Legislators Pass Bill That Could Cost Ratepayers Billions
Yet again, Duke Energy has used the General Assembly as a way to make more money. This past March, former Duke Energy North Carolina state president – former Senator Paul Newton – introduced Senate Bill 261 that would cripple the North Carolina Carbon Plan, costing North Carolinians billions of dollars in the process.
This bill would become Senate Bill 266, misleadingly called “The Power Bill Reduction Act.” It has three important harmful elements: the first is that it removes the interim target dates for the NC Carbon Plan (a 70% reduction from 2005 greenhouse gas emission levels by 2030). Removing the interim target date means using more dirty fossil fuels for longer, which could cost ratepayers $23 billion.

Shifting Risk and Cost to Everyday Households
The second part would allow utilities to charge consumers for electrical generation plants before they are built. This practice is referred to as Construction Work in Progress (CWIP). CWIP is not new to our state; we’ve had a version of CWIP established for a while. This bill, however, created a “super” CWIP, essentially allowing utilities to charge customers for construction with little or no government oversight or approval.
Similar strategies have been used in other states and were very costly. South Carolina used this mechanism to fund a nuclear plant. However, building the plant went so over budget that it was abandoned – after the utility spent $9 billion of ratepayers’ money.
Finally, the bill shifts more of the cost of extra power from big businesses to regular households during peak demand – raising residential bills by $87 million statewide each year.
Charging For Energy Not Yet Produced
Many utilities in the United States are regulated monopolies.
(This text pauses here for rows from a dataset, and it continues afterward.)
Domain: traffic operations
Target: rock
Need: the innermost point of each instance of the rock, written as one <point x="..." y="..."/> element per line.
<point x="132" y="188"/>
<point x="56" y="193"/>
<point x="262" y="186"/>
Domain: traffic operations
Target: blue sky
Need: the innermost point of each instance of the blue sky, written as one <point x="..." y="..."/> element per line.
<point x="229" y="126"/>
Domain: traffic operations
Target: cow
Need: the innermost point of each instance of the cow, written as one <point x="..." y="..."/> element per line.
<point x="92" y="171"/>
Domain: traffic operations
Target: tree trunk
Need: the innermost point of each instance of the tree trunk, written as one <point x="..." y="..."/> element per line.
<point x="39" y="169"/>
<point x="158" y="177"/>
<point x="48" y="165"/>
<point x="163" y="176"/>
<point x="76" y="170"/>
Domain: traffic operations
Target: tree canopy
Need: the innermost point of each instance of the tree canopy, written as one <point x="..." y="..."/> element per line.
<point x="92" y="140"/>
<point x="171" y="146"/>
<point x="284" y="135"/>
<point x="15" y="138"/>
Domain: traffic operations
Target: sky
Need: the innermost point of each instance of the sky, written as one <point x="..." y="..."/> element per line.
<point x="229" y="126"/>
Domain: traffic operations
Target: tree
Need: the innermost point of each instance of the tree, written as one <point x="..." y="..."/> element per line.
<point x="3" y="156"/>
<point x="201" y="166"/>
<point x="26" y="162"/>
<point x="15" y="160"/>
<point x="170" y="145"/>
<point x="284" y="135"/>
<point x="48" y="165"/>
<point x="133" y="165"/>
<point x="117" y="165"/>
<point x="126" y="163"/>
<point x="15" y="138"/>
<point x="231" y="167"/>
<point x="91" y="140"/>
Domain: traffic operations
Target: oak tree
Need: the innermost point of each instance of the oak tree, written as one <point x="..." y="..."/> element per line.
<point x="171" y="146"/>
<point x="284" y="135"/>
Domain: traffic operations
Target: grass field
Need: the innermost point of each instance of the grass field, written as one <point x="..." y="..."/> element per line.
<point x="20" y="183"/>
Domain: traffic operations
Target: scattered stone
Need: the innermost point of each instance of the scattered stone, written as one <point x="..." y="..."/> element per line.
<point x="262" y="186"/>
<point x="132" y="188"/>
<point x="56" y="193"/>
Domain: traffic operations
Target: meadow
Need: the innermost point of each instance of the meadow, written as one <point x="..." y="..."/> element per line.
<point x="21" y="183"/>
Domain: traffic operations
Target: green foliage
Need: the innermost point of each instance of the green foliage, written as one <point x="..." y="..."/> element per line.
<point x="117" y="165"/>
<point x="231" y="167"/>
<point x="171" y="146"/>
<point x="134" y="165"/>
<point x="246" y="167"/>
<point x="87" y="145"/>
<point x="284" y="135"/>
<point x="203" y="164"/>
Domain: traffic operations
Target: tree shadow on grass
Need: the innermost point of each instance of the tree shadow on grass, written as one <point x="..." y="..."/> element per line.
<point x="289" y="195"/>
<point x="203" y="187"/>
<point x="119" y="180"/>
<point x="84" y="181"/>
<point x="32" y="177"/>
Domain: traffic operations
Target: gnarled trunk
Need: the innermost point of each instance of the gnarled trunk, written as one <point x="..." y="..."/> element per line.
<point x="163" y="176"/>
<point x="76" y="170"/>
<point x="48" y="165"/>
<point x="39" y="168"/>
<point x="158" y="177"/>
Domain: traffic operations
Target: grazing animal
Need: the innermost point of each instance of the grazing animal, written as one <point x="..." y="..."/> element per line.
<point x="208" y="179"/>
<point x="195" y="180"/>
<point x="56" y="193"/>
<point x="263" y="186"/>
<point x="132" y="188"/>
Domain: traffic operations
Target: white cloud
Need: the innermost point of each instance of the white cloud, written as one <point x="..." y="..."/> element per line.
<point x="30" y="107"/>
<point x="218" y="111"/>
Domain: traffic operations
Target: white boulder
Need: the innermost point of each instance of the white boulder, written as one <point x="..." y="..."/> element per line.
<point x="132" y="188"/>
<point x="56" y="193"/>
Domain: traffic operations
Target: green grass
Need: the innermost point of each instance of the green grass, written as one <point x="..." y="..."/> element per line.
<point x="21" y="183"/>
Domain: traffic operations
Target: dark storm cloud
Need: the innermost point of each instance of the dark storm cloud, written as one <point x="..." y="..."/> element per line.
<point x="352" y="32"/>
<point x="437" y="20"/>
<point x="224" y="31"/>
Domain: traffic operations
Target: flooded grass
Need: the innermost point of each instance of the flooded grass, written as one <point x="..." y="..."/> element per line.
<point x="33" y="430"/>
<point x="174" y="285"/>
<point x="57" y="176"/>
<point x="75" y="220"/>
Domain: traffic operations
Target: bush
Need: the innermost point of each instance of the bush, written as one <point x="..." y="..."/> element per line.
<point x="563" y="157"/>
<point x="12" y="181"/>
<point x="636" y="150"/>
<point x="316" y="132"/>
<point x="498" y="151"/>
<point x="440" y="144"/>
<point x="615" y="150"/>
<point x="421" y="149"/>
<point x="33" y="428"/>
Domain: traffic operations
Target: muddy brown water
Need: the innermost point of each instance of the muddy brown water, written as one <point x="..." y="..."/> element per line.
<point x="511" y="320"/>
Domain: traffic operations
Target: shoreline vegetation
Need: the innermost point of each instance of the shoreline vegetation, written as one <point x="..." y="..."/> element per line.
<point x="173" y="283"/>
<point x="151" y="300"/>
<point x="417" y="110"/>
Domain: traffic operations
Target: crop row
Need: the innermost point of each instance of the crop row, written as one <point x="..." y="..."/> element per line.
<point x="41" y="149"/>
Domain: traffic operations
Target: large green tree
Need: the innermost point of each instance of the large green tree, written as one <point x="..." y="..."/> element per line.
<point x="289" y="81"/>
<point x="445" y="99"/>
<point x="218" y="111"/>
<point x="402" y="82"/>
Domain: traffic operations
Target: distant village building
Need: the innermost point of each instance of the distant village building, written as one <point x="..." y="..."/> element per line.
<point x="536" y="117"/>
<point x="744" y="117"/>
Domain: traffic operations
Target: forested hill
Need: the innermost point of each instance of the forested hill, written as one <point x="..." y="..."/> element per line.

Even though Duke Energy is a publicly traded organization, it is subject to heightened regulatory standards through the North Carolina Utilities Commission (NCUC) and its Public Staff. The bill rates are determined based on an allowed return on equity (ROE), a percentage negotiated between Duke Energy, the Public Staff, and other stakeholders. The equity refers to generation owned by Duke Energy. This means that if Duke wants to increase the money they get from rates, they can either build more generation (increasing equity), or negotiate a higher ROE. However, CWIP is a shortcut; it allows Duke Energy to charge for generation before it would ordinarily be included in their equity.
Senators Phil Berger (R-26), Paul Newton (R-34), and Lisa Barnes (R-11) were primary sponsors of the bill. Senate Bill 261, the original version, passed the Senate with support from all voting Republicans as well as Democratic Senators Blue, Lowe, and Waddell. The House rolled the legislation into Senate Bill 266 with support from almost all Republican members as well as 11 Democratic members.
“Families Pay More So Industry Pays Less”
After the bill was passed by both chambers, Governor Stein vetoed the legislation, saying:
“This bill not only makes everyone’s utility bills more expensive, but it also shifts the cost of electricity from large industrial users onto the backs of regular people – families will pay more so that industry pays less. Additionally, this bill walks back our state’s commitment to reduce carbon emissions, sending the wrong signal to businesses that want to be a part of our clean energy economy.”
The House and Senate voted to override the Governor’s Veto, with Democratic Representatives Cunningham, Majeed, and Willingham voting against their constituents’ pocketbooks and against the environment. Instead, they voted for Duke Energy’s rate hikes and huge profits.